Type 2 diabetes mellitus (T2DM) is one of the most prevalent chronic metabolic disorder characterized by insulin resistance and relative insulin deficiency. PPARδ activation has been reported to have several beneficial effects in alleviating dyslipidemia and insulin resistance. GW501516, a synthetic PPARδ agonist, was developed to target hyperlipidemia and reported to alleviating insulin resistance in T2DM. Studies indicate that PPARδ activation by GW501516 can reduce adiposity, enhance β-oxidation of fatty acids, and improve insulin sensitivity in T2DM animal models. Despite its therapeutic promise, potential carcinogenic effects also have been reported. Therefore, a comprehensive non-targeted and targeted lipidomics study was carried out to evaluate the regulatory effect of GW501516 in the plasma of db/db mice. The results revealed that GW501516 is effective in reducing the accumulation of lipids in the fatty acid metabolism pathway and lipid classes including triglycerides and phosphatidylglycerols. Furthermore, activation of PPARδ by GW501516 demonstrated a beneficial effect on improving circulating cholesterol homeostasis.
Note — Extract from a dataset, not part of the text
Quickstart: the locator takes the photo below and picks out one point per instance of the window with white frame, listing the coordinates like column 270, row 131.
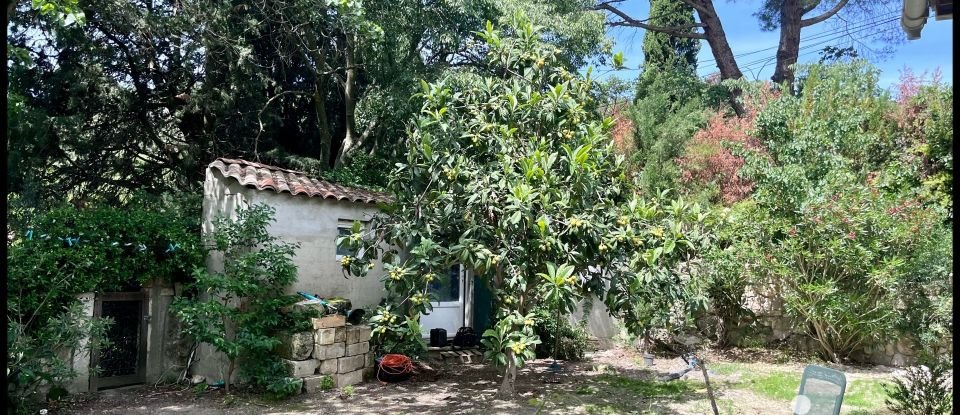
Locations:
column 344, row 228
However, while the levels of hexosylceramides and sphingomyelin were partially reversed, ceramide levels, which are negatively associated with insulin sensitivity, were significantly elevated by GW501516. Despite these mixed outcomes, the study highlights both the promising therapeutic potential of PPARδ activation in metabolic disorders and the safety concerns regarding long-term clinical use. The findings provide valuable insights into the impact of GW501516-induced PPARδ activation on lipid metabolism in T2DM, contributing to a better understanding of its therapeutic potential and risks.